Ayolah, jangan gunakan alasan ini melulu. Sudah jelas skill-nya memang pas-pasan, masih mau bilang ini masalah mental? Katakanlah dalam tiap pertandingan atlet kita hanya mampu menunjukkan 50% kemampuannya karena "demam panggung" dan sebagainya. Fokus kita seharusnya, bagaimana agar kemampuan 50% ini tetap lebih unggul daripada 100% -nya lawan. Kalau lawan dengan 100% kekuatannya bisa cetak 5 gol, maka pemain kita cukup dengan 50% saja kemampuannya bisa cetak 6 gol. Tetap menang. Artinya, skill atlet kita harus 2 kali lipat skill negara lain agar bisa mengantisipasi momok mental itu tadi.

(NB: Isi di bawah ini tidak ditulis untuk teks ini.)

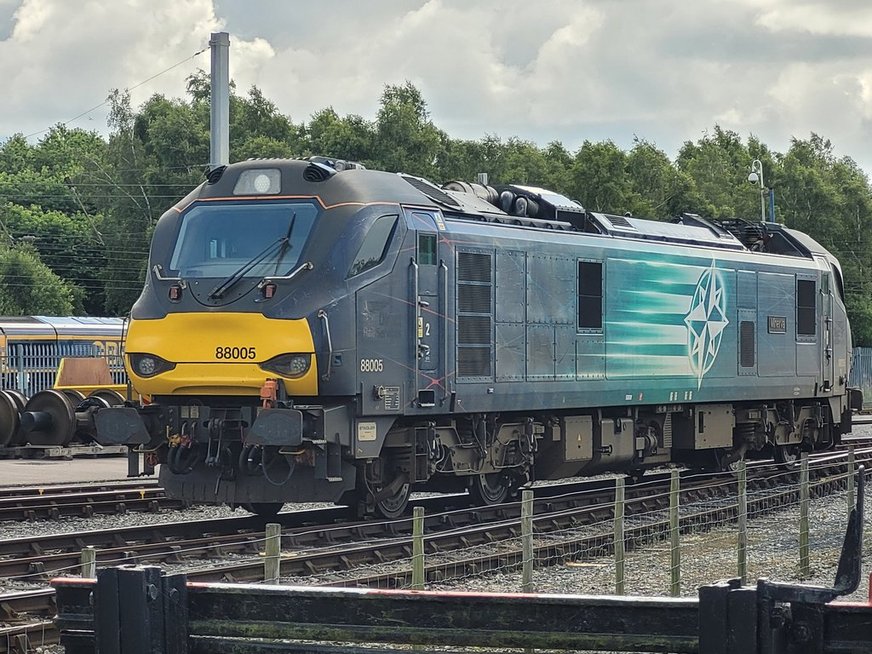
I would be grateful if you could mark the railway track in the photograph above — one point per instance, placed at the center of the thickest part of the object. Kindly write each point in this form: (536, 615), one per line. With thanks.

Semangat superioritas sepertinya belum ada dalam kamus pendidikan anak bangsa kita. Padahal tak ada salahnya mencontoh semangat ala Jerman dan Jepang ini. Pantang menyerah kala belajar dan berlatih, dengan visi yang jelas bahwa kita bisa lebih baik dalam kualitas dari bangsa apapun di dunia, justru cocok sekali untuk atlet maupun pelajar kita. Jangan merasa cukup bisa menyamai bangsa lain. Cukup itu kalau kita sudah 2 level diatas bangsa lain.
Kalau atlet kita sudah 2 kali lipat lebih baik kualitasnya dibanding lawan-lawannya, maka percayalah, kepercayaan diri akan tumbuh sendiri. Lihatlah Lionel Messi. Apakah postur tubuh bisa membuat dia percaya diri? TIDAK. Dia merajalela di lapangan karena tahu skill-nya jauh diatas lawannya. Kalaupun sedang di bawah form, dia tetap bisa bikin gol melawan tim yang kualitasnya lebih rendah. Dia baru terhenti ketika menghadapi tim yang memang punya ruh "uber alles" lebih tinggi.